Alongside each pictoral image of Darwin is a process for the development of the musical structures. This one-movement piece, to some extent in a style contemporary to the time, sets up and establishes the motifs which form the basis of the whole work. Thus, the introductory section to this work for violin and piano also serves as the musical foundation of all four stages of Age of Wonders - in one sense the introduction is a life in its simplest, amoebic form. It begins with the purest of beginnings, middle C, and the interval of an octave (the first within the harmonic series). The closing two notes of the first phrase, and the first of the second, form the next most simple of structures, a three-note scale figure (which has proved to form the fundamental component of the whole work). The remaining feature of this introduction is the second interval in the harmonic series, the 5th. But musically, there is a sense of space, anticipation, and if such simplistic structures allow, 'Wonder'.

The piece breaks in to the image of a child, energetic, scatty, uneven in attention (and phrase length). The addition of the next interval of the harmonic series and a quotation from one of a remarkable series of works written in the year of Darwin's birth, Beethoven's Piano Sonata No. 24, are points within this section, which follows the most simple of sonata forms with essentially one subject only.

These musical elements provide the essence of the whole work, the intervals continue to be introduced and the three-note scale figure reworked. The sections that follow acknowledge the death of his mother when he was eight years old, his studies at school and as a medical student (including his distaste for autopsy). Darwin himself went on to study (and enjoy life) in Cambridge, and one of his friends' favourite pastimes was to confuse and test Darwin's recognition of well-known melodies played in a different way - naturally I have put one in this section.
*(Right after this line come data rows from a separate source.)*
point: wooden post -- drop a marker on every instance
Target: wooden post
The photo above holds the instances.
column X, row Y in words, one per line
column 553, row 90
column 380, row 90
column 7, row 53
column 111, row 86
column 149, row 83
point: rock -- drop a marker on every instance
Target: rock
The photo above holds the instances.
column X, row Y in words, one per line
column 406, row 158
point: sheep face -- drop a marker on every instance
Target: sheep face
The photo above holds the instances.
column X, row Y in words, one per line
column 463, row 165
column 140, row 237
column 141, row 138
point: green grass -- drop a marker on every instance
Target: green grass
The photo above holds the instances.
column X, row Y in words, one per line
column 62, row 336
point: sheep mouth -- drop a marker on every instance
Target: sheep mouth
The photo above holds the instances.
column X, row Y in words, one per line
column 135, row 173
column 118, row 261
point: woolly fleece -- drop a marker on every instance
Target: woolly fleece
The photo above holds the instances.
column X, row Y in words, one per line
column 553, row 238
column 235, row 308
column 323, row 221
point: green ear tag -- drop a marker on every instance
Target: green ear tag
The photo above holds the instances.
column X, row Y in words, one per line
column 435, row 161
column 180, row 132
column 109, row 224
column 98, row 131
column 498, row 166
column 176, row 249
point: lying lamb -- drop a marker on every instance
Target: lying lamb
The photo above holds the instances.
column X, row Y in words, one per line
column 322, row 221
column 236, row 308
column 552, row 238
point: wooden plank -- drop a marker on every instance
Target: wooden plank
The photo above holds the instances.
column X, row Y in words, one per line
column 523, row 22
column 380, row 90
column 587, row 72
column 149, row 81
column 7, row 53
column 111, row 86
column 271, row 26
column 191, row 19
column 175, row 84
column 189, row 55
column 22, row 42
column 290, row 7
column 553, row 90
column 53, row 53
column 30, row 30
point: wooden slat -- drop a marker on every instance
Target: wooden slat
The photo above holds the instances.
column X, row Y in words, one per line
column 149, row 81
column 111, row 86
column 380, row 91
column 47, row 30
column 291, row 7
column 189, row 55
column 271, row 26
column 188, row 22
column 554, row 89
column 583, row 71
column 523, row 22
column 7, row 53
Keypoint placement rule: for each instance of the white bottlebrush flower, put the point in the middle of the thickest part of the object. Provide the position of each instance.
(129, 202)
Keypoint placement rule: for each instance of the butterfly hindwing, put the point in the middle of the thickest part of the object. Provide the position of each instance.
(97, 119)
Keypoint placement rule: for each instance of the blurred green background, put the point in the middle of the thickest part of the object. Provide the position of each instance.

One of the major influences in Darwin's life at this point was Professor Henslow, and they could often be seen walking and discussing Darwin's increasing interest in science. I have referred to an incident which disturbed them both, the near lynching of two prisoners by a mob (by now Darwin is a young man with a social conscience, conventional but beginning to think beyond established boundaries). The circumstances which surround Darwin's acceptance by Fitzroy as ship's scientist on the Beagle are well-documented, and after reference to this the piece closes with a revision of the introductory material.